A popular pinup during WW2 and packaged as "The Sweater Girl", Turner's glamorous poise and elegant blonde beauty assured her success in a series of sudsy soapers and light romantic baubles. Her personal life was torridly publicized, particularly her love affairs and eight marriages to seven different men (Steve Crane was not completely divorced at the time he married Turner, and so the actress, pregnant with their daughter Cheryl, had to marry him a second time). Among her husbands, some of her best-known unions were with bandleader Artie Shaw, sportsman Bob Topping and cinematic Tarzan Lex Barker. In 1958, between Turner's superb performance as a repressed and repressive mother in "Peyton Place" (1957) and her similar and equally memorable role in Douglas Sirk's masterful weepie, "Imitation of Life" (1959), her daughter, Cheryl Crane, stabbed to death Turner's then-boyfriend, gangster Johnny Stompanato, after he threatened Turner. Though Crane was acquitted on grounds of justifiable homicide, the fiasco included public readings of Turner's heated correspondence with the deceased, which only served to heighten her oversexed image.

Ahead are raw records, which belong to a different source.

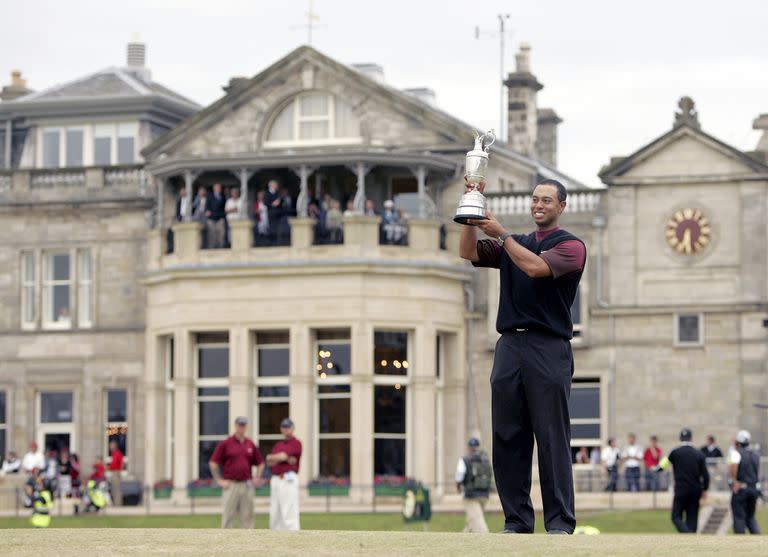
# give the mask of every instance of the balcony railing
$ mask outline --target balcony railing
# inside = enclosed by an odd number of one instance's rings
[[[88,189],[89,194],[100,188],[137,191],[146,195],[149,178],[142,166],[109,166],[87,168],[22,168],[0,171],[0,192],[22,194],[36,191],[39,195],[62,192],[62,195],[78,195]],[[45,192],[45,193],[44,193]],[[55,197],[61,197],[53,193]]]
[[[32,189],[85,187],[85,170],[33,170],[30,187]]]
[[[531,210],[531,196],[527,193],[487,197],[488,209],[494,215],[525,215]],[[600,194],[579,192],[568,195],[569,213],[589,213],[600,206]]]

As one of the ultimate embodiments of Hollywood allure, Turner dressed the set in many of her movies, but rose to the fore when cast well and when a strong director guided her performances. Rarely appearing in comedy, Turner, at once kittenish and womanly, indolent and inviting, conveyed a slick, glossy brand of glamour which commanded a loyal breed of fans for over twenty years. She was at her best in roles in which men's desires and her own ambitions and passions lead to unhappiness. Memorable characterizations in Turner's career include her aspiring showgirl in "Ziegfeld Girl", her mentally unstable gangster's moll in "Johnny Eager" (both 1941), her murderous temptress in "The Postman Always Rings Twice" (1946), her alcoholic movie star in "The Bad and the Beautiful" (1952, in a role based on Diana Barrymore) and her suffering mother in the over-the-top soaper, "Madame X" (1966). Turner appeared in only a handful of films after the mid-60s but did very occasional stage work and also appeared on TV, notably on a season of the nighttime soap, "Falcon Crest."